Good Vs. Bad Cholesterol – How to Know the Difference
High cholesterol is a serious health problem that affects approximately 71 million Americans. High cholesterol leads to hardened arteries, cardiovascular disease and even strokes. Anyone can have high cholesterol: men, women, young, old, skinny or not – cholesterol levels don’t discriminate.
Believe it or not, there is a difference in types of cholesterol. Not all cholesterol is bad, it is an essential fat that your bodies’ cells need and does a lot of important work in the body. Some cholesterol is made by your body’s liver and some comes from your diet.

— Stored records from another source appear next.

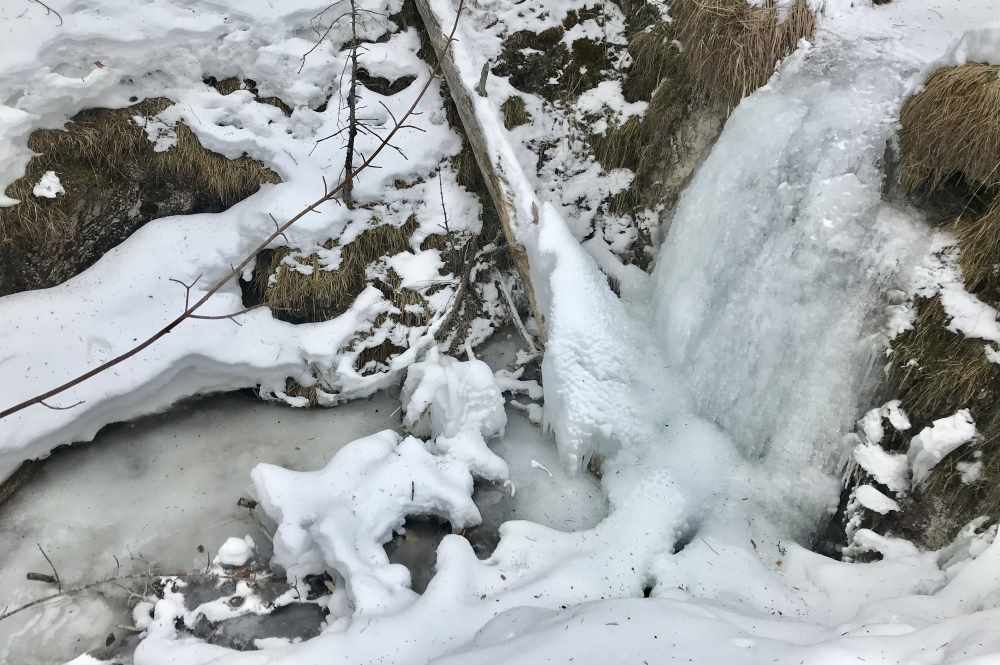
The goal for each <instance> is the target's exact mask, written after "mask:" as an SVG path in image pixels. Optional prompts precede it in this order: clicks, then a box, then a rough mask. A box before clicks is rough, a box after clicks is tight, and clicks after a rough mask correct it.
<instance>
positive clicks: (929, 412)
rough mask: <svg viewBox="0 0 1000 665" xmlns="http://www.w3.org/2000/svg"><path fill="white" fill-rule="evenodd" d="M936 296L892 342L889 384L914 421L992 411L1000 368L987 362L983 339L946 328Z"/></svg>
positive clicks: (920, 310)
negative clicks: (901, 333)
mask: <svg viewBox="0 0 1000 665" xmlns="http://www.w3.org/2000/svg"><path fill="white" fill-rule="evenodd" d="M949 321H950V318H949V317H948V315H947V314H946V313H945V311H944V307H943V306H942V305H941V301H940V300H939V299H938V298H934V299H931V300H922V301H919V302H918V304H917V317H916V320H915V321H914V325H913V328H912V329H911V330H908V331H906V332H904V333H902V334H901V335H899V336H898V337H897V338H896V339H895V340H893V343H892V348H893V355H892V365H891V370H890V374H889V382H890V384H891V385H893V386H895V387H896V393H895V395H896V396H898V397H899V398H900V399H902V401H903V405H904V407H905V408H906V410H907V413H909V414H910V416H911V418H912V419H913V420H914V422H919V423H929V422H930V421H932V420H934V419H935V418H941V417H943V416H946V415H950V414H952V413H954V412H955V411H957V410H958V409H962V408H972V409H973V410H974V411H977V412H980V413H982V412H985V411H988V410H991V409H992V404H993V402H994V400H995V399H996V398H997V397H1000V395H998V394H997V388H1000V382H998V381H1000V365H996V364H994V363H991V362H990V361H989V360H987V358H986V355H985V353H984V352H983V342H982V340H975V339H969V338H967V337H965V336H963V335H961V334H958V333H953V332H951V331H949V330H947V325H948V323H949Z"/></svg>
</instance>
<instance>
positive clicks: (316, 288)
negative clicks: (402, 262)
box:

A cholesterol molecule is a lipid, which is a water insoluble substance like a wax, oil or fat. Cholesterol cannot dissolve in water or blood, and can’t move around the bloodstream on its own. In order to travel around the body, it attaches to a protein, forming a lipoprotein. Depending on the make-up of the lipoprotein (more protein vs. more cholesterol) will determine whether it moves through the body quickly to your liver, or more slowly leaving deposits as it goes.
LDL (Bad) Cholesterol
LDL (low-density lipoprotein) cholesterol is considered the “bad” cholesterol because it aids in building plaque, which is waxy deposit that can lead to clogs and lessened flexibility in your arteries. As your arteries become blocked, your blood flow is lessened and can result in a heart attack or stroke. A condition called peripheral artery disease can also develop when the buildup of plaque narrows the ability to supply blood to the legs.
HDL (Good) Cholesterol
HDL cholesterol is considered “good” cholesterol because it helps to remove LDL from the arteries. HDL attaches to LDL and helps to remove it from the arteries and carries it back to the liver to be broken down and passed from the body. One-third to one-fourth of blood cholesterol is carried by HDL. Healthy levels of HDL cholesterol can also protect against heart attack and stroke. In fact, low levels of HDL have been shown to increase the risk of heart disease.
Even though heart attacks are unpredictable, higher levels of LDL cholesterol will increase your risk of heart disease. Your diet and genetics are both equally at fault when it comes to your cholesterol levels. If your LDL levels are high, your cardiologist will work with you to develop a personal strategy to reduce your LDL cholesterol levels.
It is recommended that adults have their cholesterol levels checked once every five years. Talk to your physician about your cholesterol levels at your next appointment.